Itzhak Bars is a Professor of Physics at the University of Southern California, Los Angeles. He received his Ph.D. from Yale University in 1971 and after postdoctoral research at the University of California at Berkeley, he joined the faculty of Stanford University in 1973. He returned to Yale University in 1975 as a faculty member in the Physics Department, and after a decade, he moved to the University of Southern California in 1984 to build a research group in High Energy Physics. He served as the director of the Caltech-USC Center for Theoretical Physics during 1999-2003. His visiting appointments include Harvard University, the Institute for Advanced Study in Princeton, CERN and The Perimeter Institute for Theoretical Physics where he is currently a Distinguished Visiting Research Chair. Professor Bars is a leading expert in symmetries in Physics, which he applies in much of his research on particle physics, field theory, string theory and mathematical physics in over 240 scientific papers. He is the author of a book on "Quantum Mechanics", a co-author of a book on "Extra Dimensions in Space and Time", and co-editor of the books "Strings '95", "Future Perspectives in String Theory", "Symmetry in Particle Physics". Some of his experimentally successful physics predictions include supersymmetry in large nuclei with even/odd numbers of nucleons, and the weak interaction contribution to the anomalous magnetic moment of the muon, in the context of the quantized Standard Model, that was confirmed after 30 years. His contributions to the mathematics of supersymmetry are extensively used in several branches of physics and mathematics. Bars's honors include Fellow of the American Physical Society, the First Award in the Gravity Research Foundation essay contest (shared with Chris Pope), Outstanding Junior Investigator Award by the Department of Energy, and the A. P. Sloan Foundation Fellowship.

Research Interest

His current interests include String Field Theory; Two-Time Physics, which he originated in 1998; Cosmology and Black Holes. In 2006 he established that all the physics we know today, as embodied in principle in the Standard Model of Particles and Forces and General Relativity, emerges from a new kind of gauge symmetric theory (in position-momentum phase space) based on a space-time of 4 space and 2 time dimensions. The physical gauge invariant sector, of this 4+2 dimensional reformulation of all physics, yields a holographic projection (like a shadow) onto a "boundary" of 4+2 dimensions.
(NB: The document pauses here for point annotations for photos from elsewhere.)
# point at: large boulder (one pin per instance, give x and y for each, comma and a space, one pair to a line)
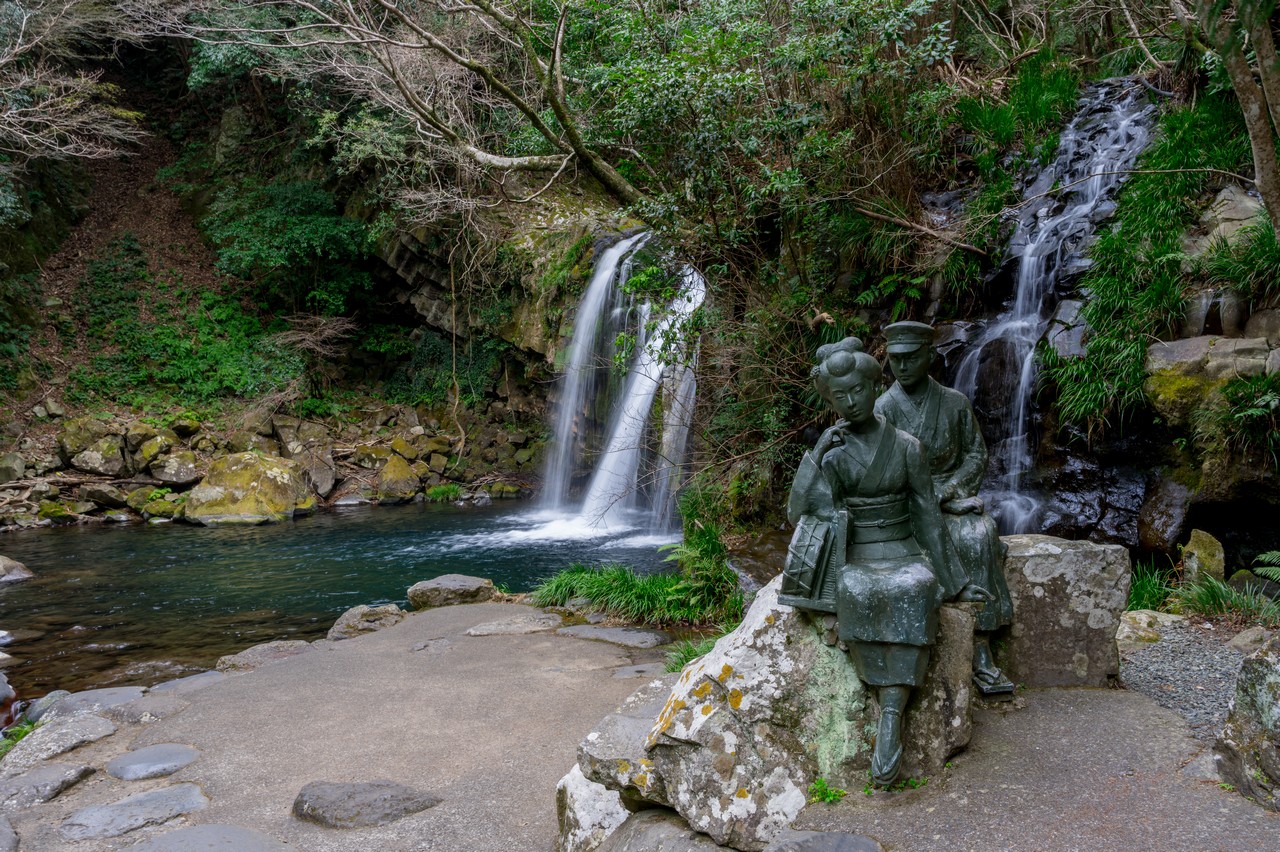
1248, 750
247, 488
734, 741
104, 457
397, 482
78, 435
13, 571
1068, 599
1203, 554
448, 590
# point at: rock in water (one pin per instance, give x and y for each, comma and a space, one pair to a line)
397, 482
1203, 554
448, 590
588, 812
1068, 599
359, 805
1248, 749
247, 488
365, 619
13, 571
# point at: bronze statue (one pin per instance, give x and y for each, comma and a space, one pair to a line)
942, 420
869, 543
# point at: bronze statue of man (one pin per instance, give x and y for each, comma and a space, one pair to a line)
871, 544
942, 420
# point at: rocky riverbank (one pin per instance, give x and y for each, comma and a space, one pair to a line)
266, 467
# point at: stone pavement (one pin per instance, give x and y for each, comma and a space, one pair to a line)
487, 722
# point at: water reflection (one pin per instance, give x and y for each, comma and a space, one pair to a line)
117, 605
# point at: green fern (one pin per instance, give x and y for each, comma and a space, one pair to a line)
1267, 566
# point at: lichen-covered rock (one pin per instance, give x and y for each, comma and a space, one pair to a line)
1203, 554
77, 435
104, 457
12, 467
588, 812
365, 619
1248, 750
178, 468
247, 488
397, 482
1068, 599
448, 590
13, 571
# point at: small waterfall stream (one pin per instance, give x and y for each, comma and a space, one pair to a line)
999, 370
635, 479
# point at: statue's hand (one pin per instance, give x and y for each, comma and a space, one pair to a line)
974, 594
831, 438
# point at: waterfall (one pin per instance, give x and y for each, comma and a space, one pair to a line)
583, 366
999, 370
613, 498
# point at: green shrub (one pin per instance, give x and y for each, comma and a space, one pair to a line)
1148, 587
1136, 282
1210, 596
444, 493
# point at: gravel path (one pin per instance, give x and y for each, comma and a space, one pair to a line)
1192, 670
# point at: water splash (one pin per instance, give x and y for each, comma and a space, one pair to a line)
999, 371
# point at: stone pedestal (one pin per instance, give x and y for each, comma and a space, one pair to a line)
1068, 599
734, 741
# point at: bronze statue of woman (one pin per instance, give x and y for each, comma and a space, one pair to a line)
896, 566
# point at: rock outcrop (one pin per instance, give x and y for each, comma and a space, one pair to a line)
246, 488
1068, 599
1248, 749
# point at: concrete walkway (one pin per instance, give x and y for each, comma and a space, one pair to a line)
489, 724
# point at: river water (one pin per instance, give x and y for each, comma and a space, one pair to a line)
140, 604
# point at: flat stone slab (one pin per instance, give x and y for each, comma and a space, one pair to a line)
51, 740
149, 708
260, 655
94, 701
190, 683
641, 670
41, 784
213, 838
449, 590
517, 626
624, 636
152, 761
794, 841
154, 807
359, 805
This boundary is an emergent space-time with 3 space and 1 time dimensions where we exist as observers that interpret all phenomena that occur within the 4+2 dimensional universe. This reformulation of physics predicts new correlations among physical phenomena that are not provided by the traditional 1 time formalism and therefore yields new information that was not available before. An important prediction of this approach is that the Standard Model coupled to General Relativity must be invariant under local scaling transformations in 3+1 dimensions. This local Weyl symmetry in turn provides new tools to investigate new features of 3+1 dimensional space-time in the very early cosmological history of the universe and in the interior of black holes.